Batch Size Simple (ms) Blocked (ms) Blocked Speedup
1 1.44 1.44 1.0x
8 11.2 8.9 1.3x
32 45.1 28.7 1.6x
128 180 89 2.0x

Priority 4: Thread parallelism for large models

For models with \( d \geq 4096 \), distribute blocked matmul across threads. ZigLlama uses Layer 1's ThreadPool to partition the \( M \) (row) dimension:

Threads 4096x4096 (ms) Speedup
1 3.95 1.0x
2 2.05 1.9x
4 1.12 3.5x
8 0.68 5.8x

Priority 5: BLAS fallback for very large matrices

For matrix sizes exceeding 8192x8192 (rare in inference but common in batched prefill), delegate to an external BLAS library (OpenBLAS, MKL) via ZigLlama's optional BLAS integration in Layer 1. BLAS libraries achieve 80--90% of peak FLOPS through hand-tuned micro-kernels.
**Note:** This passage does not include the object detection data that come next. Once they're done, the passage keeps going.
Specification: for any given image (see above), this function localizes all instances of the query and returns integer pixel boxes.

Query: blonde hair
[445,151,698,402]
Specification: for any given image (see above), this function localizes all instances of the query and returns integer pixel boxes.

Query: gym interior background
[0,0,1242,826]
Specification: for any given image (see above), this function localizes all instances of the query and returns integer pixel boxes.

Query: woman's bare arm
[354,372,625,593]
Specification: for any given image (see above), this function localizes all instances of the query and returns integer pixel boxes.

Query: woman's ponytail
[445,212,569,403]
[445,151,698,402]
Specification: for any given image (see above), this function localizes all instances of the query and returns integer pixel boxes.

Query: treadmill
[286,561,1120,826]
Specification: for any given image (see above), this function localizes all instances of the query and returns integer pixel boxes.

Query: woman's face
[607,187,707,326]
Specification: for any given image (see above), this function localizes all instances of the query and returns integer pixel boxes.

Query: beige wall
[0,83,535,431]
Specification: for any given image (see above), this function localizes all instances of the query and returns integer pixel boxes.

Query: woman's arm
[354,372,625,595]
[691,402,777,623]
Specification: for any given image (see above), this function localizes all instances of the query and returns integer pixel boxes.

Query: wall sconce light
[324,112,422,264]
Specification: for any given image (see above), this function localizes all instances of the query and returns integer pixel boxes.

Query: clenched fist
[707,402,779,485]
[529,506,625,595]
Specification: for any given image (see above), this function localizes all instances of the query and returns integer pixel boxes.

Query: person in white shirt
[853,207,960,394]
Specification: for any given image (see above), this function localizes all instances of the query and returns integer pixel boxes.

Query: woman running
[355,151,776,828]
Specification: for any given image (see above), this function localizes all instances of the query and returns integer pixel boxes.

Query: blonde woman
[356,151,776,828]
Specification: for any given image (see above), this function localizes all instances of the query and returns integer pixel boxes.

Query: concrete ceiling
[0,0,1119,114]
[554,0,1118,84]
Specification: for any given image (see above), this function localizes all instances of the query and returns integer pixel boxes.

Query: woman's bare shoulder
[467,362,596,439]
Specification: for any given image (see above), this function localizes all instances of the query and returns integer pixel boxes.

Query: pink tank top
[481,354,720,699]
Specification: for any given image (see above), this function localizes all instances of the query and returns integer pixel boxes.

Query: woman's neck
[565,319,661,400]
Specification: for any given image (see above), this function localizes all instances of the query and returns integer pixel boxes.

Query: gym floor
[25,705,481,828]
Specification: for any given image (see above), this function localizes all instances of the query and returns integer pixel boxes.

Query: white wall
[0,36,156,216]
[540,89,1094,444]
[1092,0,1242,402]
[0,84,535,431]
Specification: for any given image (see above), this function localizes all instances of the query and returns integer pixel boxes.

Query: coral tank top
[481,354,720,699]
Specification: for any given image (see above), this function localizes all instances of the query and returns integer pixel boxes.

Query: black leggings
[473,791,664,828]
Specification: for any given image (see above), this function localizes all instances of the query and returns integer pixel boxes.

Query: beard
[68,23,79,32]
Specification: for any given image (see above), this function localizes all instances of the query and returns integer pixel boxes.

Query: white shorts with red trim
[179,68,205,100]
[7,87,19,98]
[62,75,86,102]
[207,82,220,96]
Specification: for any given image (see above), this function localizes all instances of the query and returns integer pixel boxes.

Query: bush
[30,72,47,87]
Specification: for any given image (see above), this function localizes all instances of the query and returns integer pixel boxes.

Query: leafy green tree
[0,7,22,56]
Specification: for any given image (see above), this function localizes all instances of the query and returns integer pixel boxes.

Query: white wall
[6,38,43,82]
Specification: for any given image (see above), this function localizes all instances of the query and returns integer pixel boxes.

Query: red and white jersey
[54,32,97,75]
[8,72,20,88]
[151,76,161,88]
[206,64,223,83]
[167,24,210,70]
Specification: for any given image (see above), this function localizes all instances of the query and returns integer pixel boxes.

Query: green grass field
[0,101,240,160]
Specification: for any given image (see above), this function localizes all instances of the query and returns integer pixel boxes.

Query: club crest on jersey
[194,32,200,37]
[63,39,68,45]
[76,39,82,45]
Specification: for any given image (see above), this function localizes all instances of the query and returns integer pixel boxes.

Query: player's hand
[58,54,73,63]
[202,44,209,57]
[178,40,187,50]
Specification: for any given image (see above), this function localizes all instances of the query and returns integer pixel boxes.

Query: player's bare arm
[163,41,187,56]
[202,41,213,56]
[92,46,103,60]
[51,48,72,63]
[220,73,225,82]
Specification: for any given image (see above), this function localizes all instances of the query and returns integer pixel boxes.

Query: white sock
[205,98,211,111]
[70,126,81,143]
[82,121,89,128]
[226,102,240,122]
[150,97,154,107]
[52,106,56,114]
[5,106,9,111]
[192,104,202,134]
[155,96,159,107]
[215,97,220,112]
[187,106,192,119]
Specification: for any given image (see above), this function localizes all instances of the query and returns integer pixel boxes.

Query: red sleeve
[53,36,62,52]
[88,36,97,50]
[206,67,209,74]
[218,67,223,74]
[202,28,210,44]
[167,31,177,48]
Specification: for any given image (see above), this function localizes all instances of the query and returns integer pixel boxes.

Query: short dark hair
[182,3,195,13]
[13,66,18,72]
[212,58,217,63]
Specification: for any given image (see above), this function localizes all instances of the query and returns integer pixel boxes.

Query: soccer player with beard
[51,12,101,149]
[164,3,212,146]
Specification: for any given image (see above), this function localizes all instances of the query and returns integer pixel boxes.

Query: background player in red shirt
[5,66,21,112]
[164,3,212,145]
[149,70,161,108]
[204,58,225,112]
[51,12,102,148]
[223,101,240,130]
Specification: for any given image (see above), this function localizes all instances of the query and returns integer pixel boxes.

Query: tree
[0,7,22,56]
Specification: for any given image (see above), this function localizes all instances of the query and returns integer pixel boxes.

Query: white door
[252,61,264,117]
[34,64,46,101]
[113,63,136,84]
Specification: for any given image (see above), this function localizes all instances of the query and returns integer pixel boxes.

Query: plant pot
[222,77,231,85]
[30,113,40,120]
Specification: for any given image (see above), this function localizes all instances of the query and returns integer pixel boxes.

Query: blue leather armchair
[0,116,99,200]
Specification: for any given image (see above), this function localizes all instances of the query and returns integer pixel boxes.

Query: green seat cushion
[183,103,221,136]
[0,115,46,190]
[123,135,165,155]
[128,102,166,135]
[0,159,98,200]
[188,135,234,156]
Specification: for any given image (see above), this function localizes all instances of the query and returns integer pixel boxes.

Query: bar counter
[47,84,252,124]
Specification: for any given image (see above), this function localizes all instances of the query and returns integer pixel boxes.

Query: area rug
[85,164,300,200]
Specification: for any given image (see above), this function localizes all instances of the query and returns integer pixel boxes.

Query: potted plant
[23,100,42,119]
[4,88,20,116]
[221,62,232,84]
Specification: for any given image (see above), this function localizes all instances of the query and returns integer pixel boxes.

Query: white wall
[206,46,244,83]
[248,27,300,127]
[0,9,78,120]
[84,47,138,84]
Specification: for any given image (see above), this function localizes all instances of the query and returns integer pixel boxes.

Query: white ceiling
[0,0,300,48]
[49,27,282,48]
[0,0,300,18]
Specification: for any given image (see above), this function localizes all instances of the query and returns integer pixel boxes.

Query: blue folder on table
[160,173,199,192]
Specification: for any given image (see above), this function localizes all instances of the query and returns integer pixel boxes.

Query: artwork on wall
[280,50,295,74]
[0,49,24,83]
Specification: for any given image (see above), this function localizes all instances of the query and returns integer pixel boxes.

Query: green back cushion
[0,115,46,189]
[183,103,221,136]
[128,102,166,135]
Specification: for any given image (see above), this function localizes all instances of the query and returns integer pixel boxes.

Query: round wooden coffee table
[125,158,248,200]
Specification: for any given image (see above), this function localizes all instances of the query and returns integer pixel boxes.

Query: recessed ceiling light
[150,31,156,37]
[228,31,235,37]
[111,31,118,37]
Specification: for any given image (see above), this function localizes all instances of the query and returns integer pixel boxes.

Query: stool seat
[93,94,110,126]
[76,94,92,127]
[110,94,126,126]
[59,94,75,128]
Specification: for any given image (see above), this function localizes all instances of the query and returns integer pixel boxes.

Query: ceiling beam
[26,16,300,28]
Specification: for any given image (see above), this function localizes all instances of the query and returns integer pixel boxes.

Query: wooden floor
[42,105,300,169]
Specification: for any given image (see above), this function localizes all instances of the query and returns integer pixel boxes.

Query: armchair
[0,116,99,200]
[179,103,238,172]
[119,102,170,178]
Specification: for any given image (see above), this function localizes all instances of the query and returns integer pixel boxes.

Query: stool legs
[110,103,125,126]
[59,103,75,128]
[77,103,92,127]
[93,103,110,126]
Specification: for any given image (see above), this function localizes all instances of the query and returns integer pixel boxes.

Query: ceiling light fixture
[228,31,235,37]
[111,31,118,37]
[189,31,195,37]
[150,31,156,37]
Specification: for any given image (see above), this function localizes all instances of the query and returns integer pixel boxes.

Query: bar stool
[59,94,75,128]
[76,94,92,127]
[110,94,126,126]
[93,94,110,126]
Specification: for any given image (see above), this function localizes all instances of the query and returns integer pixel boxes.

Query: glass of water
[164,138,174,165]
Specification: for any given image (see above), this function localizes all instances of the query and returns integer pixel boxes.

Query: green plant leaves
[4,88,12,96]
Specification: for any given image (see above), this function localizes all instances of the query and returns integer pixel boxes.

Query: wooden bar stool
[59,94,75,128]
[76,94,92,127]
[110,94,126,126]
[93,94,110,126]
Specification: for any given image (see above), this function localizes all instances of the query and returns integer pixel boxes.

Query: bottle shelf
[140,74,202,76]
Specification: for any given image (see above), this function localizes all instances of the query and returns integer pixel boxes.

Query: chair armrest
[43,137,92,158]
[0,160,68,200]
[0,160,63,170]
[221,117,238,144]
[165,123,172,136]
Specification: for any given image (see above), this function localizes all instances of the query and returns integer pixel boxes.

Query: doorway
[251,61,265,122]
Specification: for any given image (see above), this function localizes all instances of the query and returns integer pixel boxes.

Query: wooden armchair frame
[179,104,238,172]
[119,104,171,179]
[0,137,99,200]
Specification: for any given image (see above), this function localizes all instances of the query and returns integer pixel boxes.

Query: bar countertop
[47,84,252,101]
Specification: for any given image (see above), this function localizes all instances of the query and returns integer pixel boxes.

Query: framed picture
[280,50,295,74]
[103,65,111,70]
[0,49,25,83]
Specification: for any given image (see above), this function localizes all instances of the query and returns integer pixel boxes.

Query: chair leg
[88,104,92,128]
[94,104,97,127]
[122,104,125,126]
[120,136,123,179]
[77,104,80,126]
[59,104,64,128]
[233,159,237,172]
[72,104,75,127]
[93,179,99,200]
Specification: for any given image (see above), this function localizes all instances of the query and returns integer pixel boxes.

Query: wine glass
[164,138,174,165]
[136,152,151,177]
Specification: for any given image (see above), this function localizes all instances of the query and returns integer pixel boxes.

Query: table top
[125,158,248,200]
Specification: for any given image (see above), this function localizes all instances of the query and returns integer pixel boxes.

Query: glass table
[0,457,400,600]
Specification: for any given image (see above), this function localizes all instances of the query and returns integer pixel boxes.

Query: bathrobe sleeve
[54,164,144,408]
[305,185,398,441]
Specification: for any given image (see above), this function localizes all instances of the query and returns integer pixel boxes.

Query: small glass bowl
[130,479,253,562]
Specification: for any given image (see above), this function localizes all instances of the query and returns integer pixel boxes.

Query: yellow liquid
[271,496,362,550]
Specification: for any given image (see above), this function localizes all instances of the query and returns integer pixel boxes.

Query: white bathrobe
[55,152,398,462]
Performance Comparison with llama.cpp

For context, the following table shows ZigLlama's Layer 2 kernel performance relative to llama.cpp on the same hardware:

Operation ZigLlama llama.cpp Ratio
Q4_K dequant (256 values) 45.3 ns 38.1 ns 0.84x
Q4_K matvec (4096x4096) 1.44 ms 1.21 ms 0.84x
F32 matmul (1024x1024) 68 ms 52 ms 0.76x
F32 matmul (4096x4096, 8 threads) 0.68 ms 0.49 ms 0.72x

Parity gap

ZigLlama achieves approximately 76--84% of llama.cpp performance in Layer 2 kernels. The gap is primarily due to llama.cpp's hand-tuned assembly micro-kernels (particularly for AVX2 dot products) and more aggressive register tiling. ZigLlama prioritizes code readability and educational clarity over the last 20% of performance -- a deliberate design choice documented in the Architecture section.


Appendix: Benchmark Reproduction

To reproduce the benchmarks in this page:

// Run with: zig build bench -- --layer2
const bench = @import("bench");

pub fn main() !void {
    var gpa = std.heap.GeneralPurposeAllocator(.{}){};
    defer _ = gpa.deinit();

    const config = BenchConfig{
        .warmup_iterations = 10,
        .measurement_iterations = 100,
        .disable_turbo = true,
    };

    // Matrix multiplication benchmarks
    for ([_]usize{ 64, 256, 512, 1024, 4096 }) |n| {
        const A = try gpa.allocator().alloc(f32, n * n);
        defer gpa.allocator().free(A);
        const B = try gpa.allocator().alloc(f32, n * n);
        defer gpa.allocator().free(B);
        const C = try gpa.allocator().alloc(f32, n * n);
        defer gpa.allocator().free(C);

        // Fill with random data
        fillRandom(A);
        fillRandom(B);

        const result = config.run(matmulSIMD_f32_blocked, .{ A, B, C, n, n, n });
        const gflops = @as(f64, 2.0 * n * n * n) / result.mean_ns;
        std.debug.print("{}x{}: {d:.1} GFLOPS (mean={d:.1}ms, p95={d:.1}ms)\n",
            .{ n, n, gflops, result.mean_ns / 1e6, result.p95_ns / 1e6 });
    }
}

References


  1. Williams, S. et al. "Roofline: An Insightful Visual Performance Model for Multicore Architectures." Communications of the ACM, 52(4), 2009. 

  2. Intel Corporation. "Intel 64 and IA-32 Architectures Optimization Reference Manual." 2024. 

  3. Gerganov, G. "llama.cpp benchmarks." https://github.com/ggerganov/llama.cpp/discussions 

  4. Goto, K. and van de Geijn, R. "Anatomy of High-Performance Matrix Multiplication." ACM TOMS, 34(3), 2008.